The amazing thing to me, aside from Hollande’s haplessness, is the extreme pessimism that has evidently enveloped French elite opinion. You’d think that France was a disaster area. Yet the numbers, while not good, just aren’t that dramatic. ... [presents evidence]...
Again, things aren’t good. But you do have to wonder why the French elite is so easily intimidated into making a hard right turn while the elites of much worse cases like Finland and the Netherlands remain steadfast in their notion that the worse things get, the more committed they have to be to inflicting further pain.
Update: Dean Baker:
The Austerians Take Over the NYT's News Pages: The Case of France: The New York Times news section praised the decision by French President François Hollande to cut social welfare spending and taxes in the same way that sports reporters trumpet the performance of the local team's quarterback. The article described the plan as moving in "a centrist direction" and said that "economic experts" were "gratified that Mr. Hollande finally seemed willing to wrestle with France’s intractable unemployment."
Really? Cutting spending when France's economy is still far below full employment is considered a pro-employment move by economic experts? Do these experts have any evidence to contradict the now vast literature, much of it produced by the International Monetary Fund, that shows such spending cuts will reduce growth and raise unemployment? (Paul Krugman does a nice job summarizing the case this morning...)

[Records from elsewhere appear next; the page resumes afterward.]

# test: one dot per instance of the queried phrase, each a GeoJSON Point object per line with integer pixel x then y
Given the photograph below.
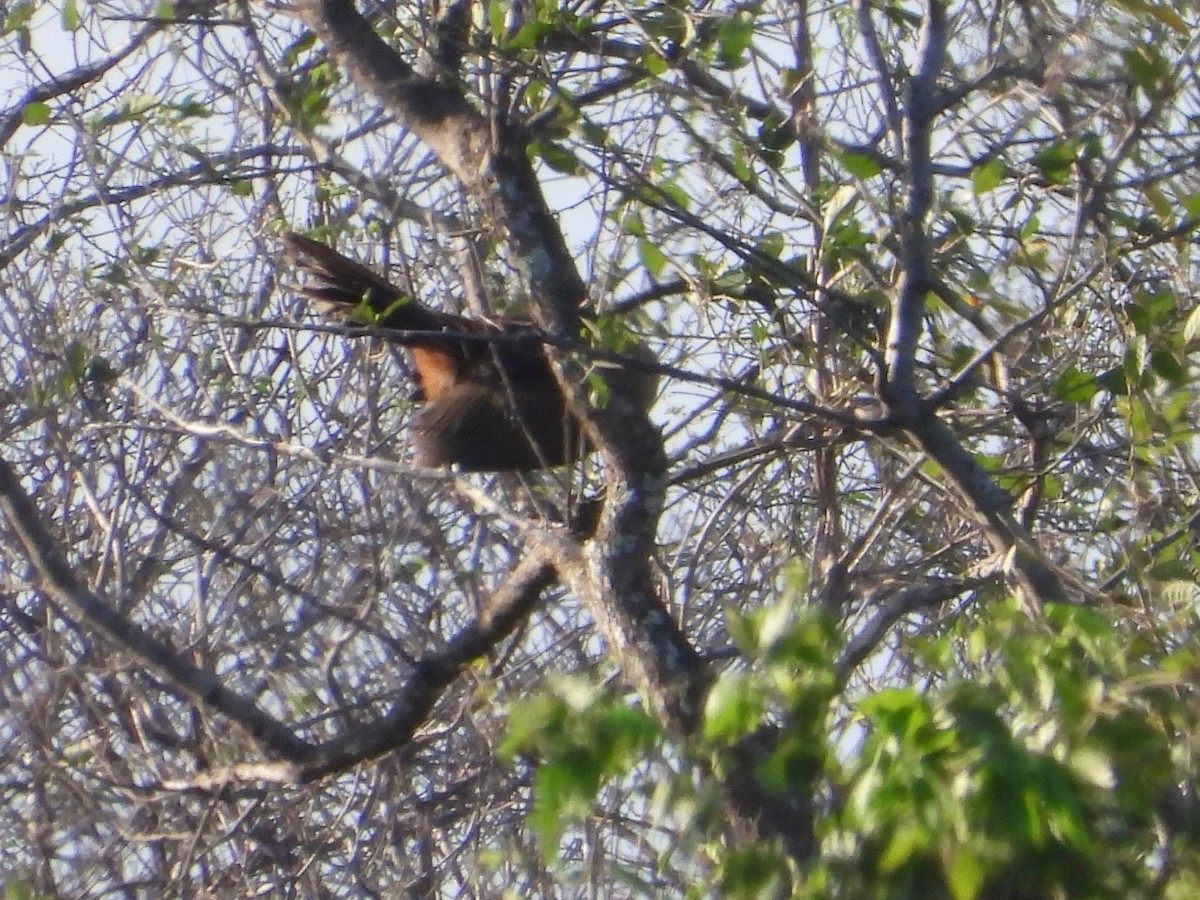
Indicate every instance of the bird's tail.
{"type": "Point", "coordinates": [340, 285]}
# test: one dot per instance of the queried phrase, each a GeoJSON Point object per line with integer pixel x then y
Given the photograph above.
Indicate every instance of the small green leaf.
{"type": "Point", "coordinates": [654, 63]}
{"type": "Point", "coordinates": [733, 39]}
{"type": "Point", "coordinates": [859, 165]}
{"type": "Point", "coordinates": [36, 113]}
{"type": "Point", "coordinates": [18, 17]}
{"type": "Point", "coordinates": [1192, 327]}
{"type": "Point", "coordinates": [70, 17]}
{"type": "Point", "coordinates": [652, 257]}
{"type": "Point", "coordinates": [1055, 161]}
{"type": "Point", "coordinates": [733, 708]}
{"type": "Point", "coordinates": [1075, 387]}
{"type": "Point", "coordinates": [1168, 366]}
{"type": "Point", "coordinates": [988, 177]}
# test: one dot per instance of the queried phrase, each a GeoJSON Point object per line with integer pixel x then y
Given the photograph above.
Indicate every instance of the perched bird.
{"type": "Point", "coordinates": [489, 406]}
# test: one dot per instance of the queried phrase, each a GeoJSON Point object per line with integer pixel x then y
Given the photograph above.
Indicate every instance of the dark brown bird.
{"type": "Point", "coordinates": [490, 406]}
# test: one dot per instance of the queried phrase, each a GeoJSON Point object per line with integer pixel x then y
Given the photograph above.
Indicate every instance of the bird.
{"type": "Point", "coordinates": [487, 406]}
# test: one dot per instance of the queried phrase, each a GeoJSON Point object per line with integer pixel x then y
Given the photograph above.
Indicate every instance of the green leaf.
{"type": "Point", "coordinates": [733, 39]}
{"type": "Point", "coordinates": [557, 156]}
{"type": "Point", "coordinates": [652, 257]}
{"type": "Point", "coordinates": [654, 63]}
{"type": "Point", "coordinates": [1055, 162]}
{"type": "Point", "coordinates": [36, 113]}
{"type": "Point", "coordinates": [529, 35]}
{"type": "Point", "coordinates": [733, 708]}
{"type": "Point", "coordinates": [70, 17]}
{"type": "Point", "coordinates": [965, 874]}
{"type": "Point", "coordinates": [18, 17]}
{"type": "Point", "coordinates": [859, 166]}
{"type": "Point", "coordinates": [1168, 366]}
{"type": "Point", "coordinates": [988, 177]}
{"type": "Point", "coordinates": [1075, 387]}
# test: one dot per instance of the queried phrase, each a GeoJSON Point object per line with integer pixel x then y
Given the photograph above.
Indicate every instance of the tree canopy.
{"type": "Point", "coordinates": [892, 594]}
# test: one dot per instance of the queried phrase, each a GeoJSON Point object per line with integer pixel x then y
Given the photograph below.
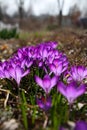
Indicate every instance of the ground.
{"type": "Point", "coordinates": [70, 41]}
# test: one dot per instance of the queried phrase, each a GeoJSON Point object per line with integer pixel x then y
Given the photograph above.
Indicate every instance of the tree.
{"type": "Point", "coordinates": [20, 4]}
{"type": "Point", "coordinates": [74, 13]}
{"type": "Point", "coordinates": [60, 7]}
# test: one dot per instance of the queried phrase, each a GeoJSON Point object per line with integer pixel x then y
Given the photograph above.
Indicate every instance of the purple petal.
{"type": "Point", "coordinates": [12, 72]}
{"type": "Point", "coordinates": [39, 81]}
{"type": "Point", "coordinates": [18, 72]}
{"type": "Point", "coordinates": [81, 125]}
{"type": "Point", "coordinates": [46, 83]}
{"type": "Point", "coordinates": [61, 88]}
{"type": "Point", "coordinates": [81, 90]}
{"type": "Point", "coordinates": [25, 73]}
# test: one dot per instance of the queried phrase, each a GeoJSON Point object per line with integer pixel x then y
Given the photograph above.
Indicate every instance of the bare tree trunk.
{"type": "Point", "coordinates": [60, 18]}
{"type": "Point", "coordinates": [60, 7]}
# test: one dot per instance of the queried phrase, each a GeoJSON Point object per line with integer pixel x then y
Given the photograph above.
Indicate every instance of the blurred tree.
{"type": "Point", "coordinates": [75, 13]}
{"type": "Point", "coordinates": [1, 14]}
{"type": "Point", "coordinates": [20, 4]}
{"type": "Point", "coordinates": [60, 7]}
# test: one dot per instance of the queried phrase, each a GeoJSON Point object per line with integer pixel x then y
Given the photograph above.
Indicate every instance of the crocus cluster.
{"type": "Point", "coordinates": [80, 125]}
{"type": "Point", "coordinates": [55, 66]}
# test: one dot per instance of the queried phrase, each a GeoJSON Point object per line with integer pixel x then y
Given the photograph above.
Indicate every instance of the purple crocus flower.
{"type": "Point", "coordinates": [71, 91]}
{"type": "Point", "coordinates": [81, 125]}
{"type": "Point", "coordinates": [58, 66]}
{"type": "Point", "coordinates": [46, 83]}
{"type": "Point", "coordinates": [77, 73]}
{"type": "Point", "coordinates": [17, 73]}
{"type": "Point", "coordinates": [44, 103]}
{"type": "Point", "coordinates": [4, 73]}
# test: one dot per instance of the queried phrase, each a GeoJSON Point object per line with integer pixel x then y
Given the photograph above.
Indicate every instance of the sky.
{"type": "Point", "coordinates": [41, 6]}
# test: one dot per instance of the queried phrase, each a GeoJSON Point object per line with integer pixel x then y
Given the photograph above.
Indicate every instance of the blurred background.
{"type": "Point", "coordinates": [33, 15]}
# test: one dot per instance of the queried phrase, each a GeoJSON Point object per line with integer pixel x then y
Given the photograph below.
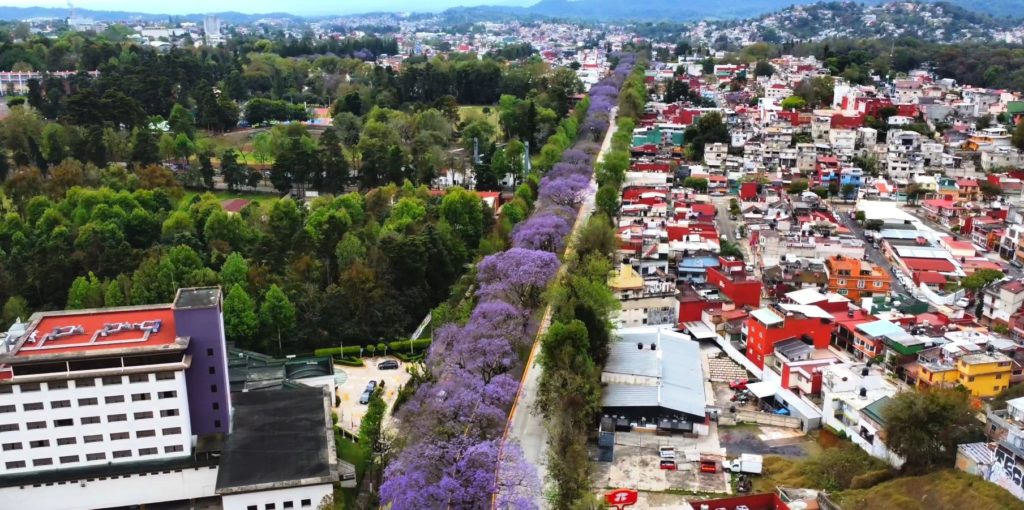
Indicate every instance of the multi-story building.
{"type": "Point", "coordinates": [91, 401]}
{"type": "Point", "coordinates": [1000, 300]}
{"type": "Point", "coordinates": [855, 278]}
{"type": "Point", "coordinates": [776, 323]}
{"type": "Point", "coordinates": [853, 399]}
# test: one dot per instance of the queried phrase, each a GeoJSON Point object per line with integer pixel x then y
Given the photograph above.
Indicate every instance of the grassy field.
{"type": "Point", "coordinates": [947, 490]}
{"type": "Point", "coordinates": [492, 116]}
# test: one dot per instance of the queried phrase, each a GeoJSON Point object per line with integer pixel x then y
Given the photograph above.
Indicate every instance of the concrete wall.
{"type": "Point", "coordinates": [123, 492]}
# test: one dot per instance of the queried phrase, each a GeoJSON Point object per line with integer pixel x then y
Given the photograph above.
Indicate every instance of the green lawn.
{"type": "Point", "coordinates": [492, 117]}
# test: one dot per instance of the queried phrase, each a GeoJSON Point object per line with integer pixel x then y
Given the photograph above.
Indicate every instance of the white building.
{"type": "Point", "coordinates": [853, 396]}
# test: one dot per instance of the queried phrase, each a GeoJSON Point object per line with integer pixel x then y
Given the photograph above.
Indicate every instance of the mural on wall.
{"type": "Point", "coordinates": [1008, 471]}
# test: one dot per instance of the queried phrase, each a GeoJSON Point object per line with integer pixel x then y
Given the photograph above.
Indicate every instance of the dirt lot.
{"type": "Point", "coordinates": [766, 440]}
{"type": "Point", "coordinates": [350, 411]}
{"type": "Point", "coordinates": [636, 464]}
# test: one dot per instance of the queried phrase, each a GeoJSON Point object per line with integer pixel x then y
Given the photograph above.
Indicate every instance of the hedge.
{"type": "Point", "coordinates": [353, 350]}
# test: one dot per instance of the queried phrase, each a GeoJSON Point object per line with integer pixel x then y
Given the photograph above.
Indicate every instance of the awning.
{"type": "Point", "coordinates": [763, 388]}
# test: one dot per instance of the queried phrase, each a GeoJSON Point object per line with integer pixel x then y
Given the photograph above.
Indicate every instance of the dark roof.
{"type": "Point", "coordinates": [280, 438]}
{"type": "Point", "coordinates": [875, 410]}
{"type": "Point", "coordinates": [198, 297]}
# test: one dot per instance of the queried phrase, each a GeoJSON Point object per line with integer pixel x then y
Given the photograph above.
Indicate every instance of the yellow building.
{"type": "Point", "coordinates": [985, 374]}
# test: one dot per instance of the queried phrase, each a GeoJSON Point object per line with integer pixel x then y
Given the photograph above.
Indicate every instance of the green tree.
{"type": "Point", "coordinates": [235, 270]}
{"type": "Point", "coordinates": [698, 184]}
{"type": "Point", "coordinates": [86, 292]}
{"type": "Point", "coordinates": [278, 313]}
{"type": "Point", "coordinates": [241, 323]}
{"type": "Point", "coordinates": [926, 427]}
{"type": "Point", "coordinates": [794, 102]}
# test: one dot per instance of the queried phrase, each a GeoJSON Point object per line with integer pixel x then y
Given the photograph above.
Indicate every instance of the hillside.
{"type": "Point", "coordinates": [947, 490]}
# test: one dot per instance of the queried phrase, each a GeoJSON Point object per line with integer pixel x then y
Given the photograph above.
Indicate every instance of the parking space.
{"type": "Point", "coordinates": [637, 464]}
{"type": "Point", "coordinates": [350, 411]}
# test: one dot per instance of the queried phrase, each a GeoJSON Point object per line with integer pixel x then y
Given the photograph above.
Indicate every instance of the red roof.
{"type": "Point", "coordinates": [929, 264]}
{"type": "Point", "coordinates": [87, 327]}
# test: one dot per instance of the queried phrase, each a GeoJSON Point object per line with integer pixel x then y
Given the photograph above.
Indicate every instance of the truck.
{"type": "Point", "coordinates": [745, 463]}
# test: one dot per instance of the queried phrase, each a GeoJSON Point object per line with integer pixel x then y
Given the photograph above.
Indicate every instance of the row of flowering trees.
{"type": "Point", "coordinates": [453, 455]}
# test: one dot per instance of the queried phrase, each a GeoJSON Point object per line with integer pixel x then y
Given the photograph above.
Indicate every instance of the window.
{"type": "Point", "coordinates": [83, 383]}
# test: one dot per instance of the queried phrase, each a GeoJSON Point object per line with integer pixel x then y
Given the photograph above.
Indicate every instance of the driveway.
{"type": "Point", "coordinates": [350, 412]}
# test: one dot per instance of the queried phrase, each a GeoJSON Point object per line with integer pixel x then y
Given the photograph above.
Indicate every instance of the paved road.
{"type": "Point", "coordinates": [525, 425]}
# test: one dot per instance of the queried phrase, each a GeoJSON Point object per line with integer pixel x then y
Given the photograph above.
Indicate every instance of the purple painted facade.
{"type": "Point", "coordinates": [198, 314]}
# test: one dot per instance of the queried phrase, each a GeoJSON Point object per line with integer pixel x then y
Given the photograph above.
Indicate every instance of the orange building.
{"type": "Point", "coordinates": [855, 279]}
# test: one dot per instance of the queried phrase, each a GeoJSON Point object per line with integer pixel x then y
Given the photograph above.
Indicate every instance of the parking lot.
{"type": "Point", "coordinates": [350, 411]}
{"type": "Point", "coordinates": [636, 464]}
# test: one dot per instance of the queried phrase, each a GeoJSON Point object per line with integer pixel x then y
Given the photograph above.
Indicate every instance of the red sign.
{"type": "Point", "coordinates": [622, 498]}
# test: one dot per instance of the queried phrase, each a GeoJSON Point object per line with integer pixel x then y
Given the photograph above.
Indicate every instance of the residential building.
{"type": "Point", "coordinates": [855, 278]}
{"type": "Point", "coordinates": [853, 399]}
{"type": "Point", "coordinates": [776, 323]}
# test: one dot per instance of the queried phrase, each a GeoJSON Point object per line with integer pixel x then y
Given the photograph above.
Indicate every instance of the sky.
{"type": "Point", "coordinates": [301, 7]}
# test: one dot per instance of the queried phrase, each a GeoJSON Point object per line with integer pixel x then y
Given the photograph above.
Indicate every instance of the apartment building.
{"type": "Point", "coordinates": [132, 406]}
{"type": "Point", "coordinates": [855, 279]}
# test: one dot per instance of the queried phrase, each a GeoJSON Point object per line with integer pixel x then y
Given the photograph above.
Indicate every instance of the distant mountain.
{"type": "Point", "coordinates": [118, 15]}
{"type": "Point", "coordinates": [676, 10]}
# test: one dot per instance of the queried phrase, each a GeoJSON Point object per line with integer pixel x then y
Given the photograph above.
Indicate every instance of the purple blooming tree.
{"type": "Point", "coordinates": [517, 275]}
{"type": "Point", "coordinates": [544, 230]}
{"type": "Point", "coordinates": [566, 192]}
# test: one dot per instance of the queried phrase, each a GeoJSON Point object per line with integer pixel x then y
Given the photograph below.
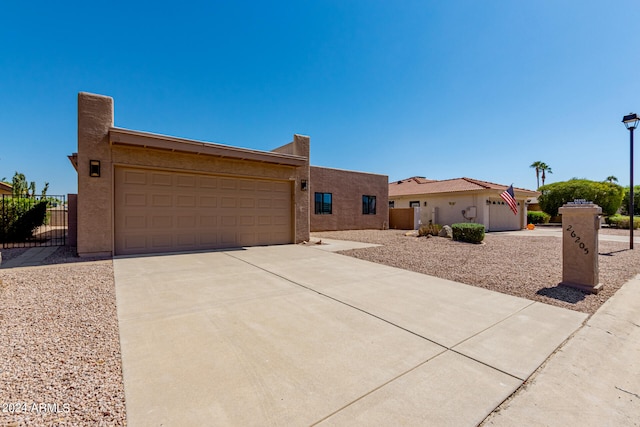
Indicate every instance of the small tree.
{"type": "Point", "coordinates": [605, 194]}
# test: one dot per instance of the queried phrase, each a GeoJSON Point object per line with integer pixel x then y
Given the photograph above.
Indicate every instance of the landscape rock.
{"type": "Point", "coordinates": [446, 232]}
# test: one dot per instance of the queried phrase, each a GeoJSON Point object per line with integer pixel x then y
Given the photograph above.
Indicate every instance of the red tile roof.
{"type": "Point", "coordinates": [419, 185]}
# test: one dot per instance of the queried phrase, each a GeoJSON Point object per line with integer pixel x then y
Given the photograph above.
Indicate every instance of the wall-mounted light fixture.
{"type": "Point", "coordinates": [94, 168]}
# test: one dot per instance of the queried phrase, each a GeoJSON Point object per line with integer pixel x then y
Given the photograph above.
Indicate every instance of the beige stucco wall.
{"type": "Point", "coordinates": [449, 207]}
{"type": "Point", "coordinates": [347, 188]}
{"type": "Point", "coordinates": [95, 194]}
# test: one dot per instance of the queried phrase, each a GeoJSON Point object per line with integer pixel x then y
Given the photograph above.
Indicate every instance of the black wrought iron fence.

The point here is that the NYT is acting as a mouthpiece for the agenda of the right-wing in Europe. It is presenting a position that has been decisively defeated in the economic debates of the last five years as the consensus within the economics profession. If anything, the consensus view within the economics profession is that Hollande's program will slow growth and raise unemployment. France's economy needs more demand, not spending cuts.